UNDERNEATH, HOWEVER, Brockovich redeems its inevitable triumphs and clich鳮 For starters, Roberts is at her best in a film where she can snarl, "I'm not talking to you, bitch!" at a condescending co-worker. She's believable on the attack, not as a victim (recall Sleeping with the Enemy), but also convincing in her moments of self-doubt. Erin becomes so engrossed in her case that she entrusts her children to a gentle biker/ babysitter (the fine Aaron Eckhart of In the Company of Men). When she calls him to hear about her youngest kid's progress for the day, the anguish of a working mother separated from her child is genuine and affecting.

Since the David-vs.-Goliath outcome of the suit is a given, Soderbergh wisely avoids the usual courtroom table-thumping. In his most conventional mainstream film to date, he slyly identifies Erin with the Andie MacDowell character from his 1989 indie breakthrough sex, lies and videotape. That picture also told the indirect story of one woman's gradual empowerment, of a heroine who defies expectations and obvious choices in men. Soderbergh also retains much of the handheld camera and studiedly "normal" look of scenes from last year's underappreciated The Limey, letting the sun wash over bleak locations and ramshackle houses.

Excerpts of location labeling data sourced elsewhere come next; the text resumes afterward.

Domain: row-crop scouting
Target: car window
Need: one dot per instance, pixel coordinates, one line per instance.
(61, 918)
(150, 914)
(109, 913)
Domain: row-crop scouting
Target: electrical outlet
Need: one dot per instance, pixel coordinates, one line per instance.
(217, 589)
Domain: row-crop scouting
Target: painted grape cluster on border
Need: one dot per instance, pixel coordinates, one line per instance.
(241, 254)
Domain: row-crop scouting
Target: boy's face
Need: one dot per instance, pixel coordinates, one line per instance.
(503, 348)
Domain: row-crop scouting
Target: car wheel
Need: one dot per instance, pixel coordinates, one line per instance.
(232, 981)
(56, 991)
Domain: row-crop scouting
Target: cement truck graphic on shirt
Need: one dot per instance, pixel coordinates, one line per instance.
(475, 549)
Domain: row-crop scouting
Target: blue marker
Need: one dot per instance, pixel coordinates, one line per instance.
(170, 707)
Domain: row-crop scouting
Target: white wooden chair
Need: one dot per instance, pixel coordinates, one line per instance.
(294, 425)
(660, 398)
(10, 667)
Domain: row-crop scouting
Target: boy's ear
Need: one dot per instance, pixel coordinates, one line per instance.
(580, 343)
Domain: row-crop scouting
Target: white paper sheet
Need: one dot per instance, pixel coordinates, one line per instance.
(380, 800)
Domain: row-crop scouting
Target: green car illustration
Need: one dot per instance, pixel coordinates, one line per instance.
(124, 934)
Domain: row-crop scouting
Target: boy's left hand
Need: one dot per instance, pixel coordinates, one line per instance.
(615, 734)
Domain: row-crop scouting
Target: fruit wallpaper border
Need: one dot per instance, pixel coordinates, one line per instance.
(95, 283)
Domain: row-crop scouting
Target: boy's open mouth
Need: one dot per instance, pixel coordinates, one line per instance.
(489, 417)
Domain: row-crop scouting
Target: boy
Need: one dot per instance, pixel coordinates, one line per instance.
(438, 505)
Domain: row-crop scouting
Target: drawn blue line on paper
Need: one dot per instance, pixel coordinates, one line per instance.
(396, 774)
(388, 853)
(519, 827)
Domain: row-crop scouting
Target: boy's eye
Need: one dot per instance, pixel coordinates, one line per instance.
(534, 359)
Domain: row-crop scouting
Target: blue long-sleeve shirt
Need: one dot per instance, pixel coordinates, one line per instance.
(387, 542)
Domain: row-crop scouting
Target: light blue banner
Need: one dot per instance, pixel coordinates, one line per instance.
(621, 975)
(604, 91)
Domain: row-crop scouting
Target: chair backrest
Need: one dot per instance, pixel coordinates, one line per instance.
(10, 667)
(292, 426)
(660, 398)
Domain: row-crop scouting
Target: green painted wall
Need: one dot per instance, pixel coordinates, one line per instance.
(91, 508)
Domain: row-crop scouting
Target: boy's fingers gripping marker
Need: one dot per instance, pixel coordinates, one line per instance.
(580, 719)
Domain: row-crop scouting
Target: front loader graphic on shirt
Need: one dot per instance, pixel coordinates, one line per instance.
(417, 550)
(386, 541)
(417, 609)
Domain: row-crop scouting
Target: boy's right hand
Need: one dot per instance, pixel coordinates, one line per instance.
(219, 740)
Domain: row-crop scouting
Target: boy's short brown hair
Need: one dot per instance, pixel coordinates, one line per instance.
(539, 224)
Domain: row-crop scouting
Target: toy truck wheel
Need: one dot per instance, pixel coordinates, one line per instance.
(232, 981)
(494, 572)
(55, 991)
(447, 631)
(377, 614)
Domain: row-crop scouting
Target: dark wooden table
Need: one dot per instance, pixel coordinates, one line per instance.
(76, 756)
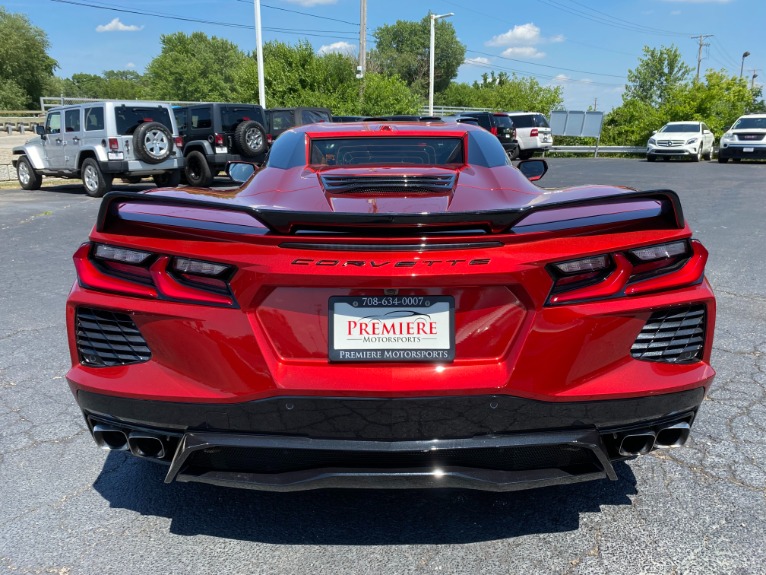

Well-made in its details and well-acted in its supporting roles, Brockovich is finally Roberts' movie. She's the star who sells the tickets. To her credit, then, she hasn't insisted—as any star can—on making her character completely victorious or completely likable. Erin's volatile personality is both her strength and her weakness; she can't help blurting out what's on her mind, and her zeal can seem self-righteous and off-putting. Even as we cheer for her, we know she could defeat herself at any moment.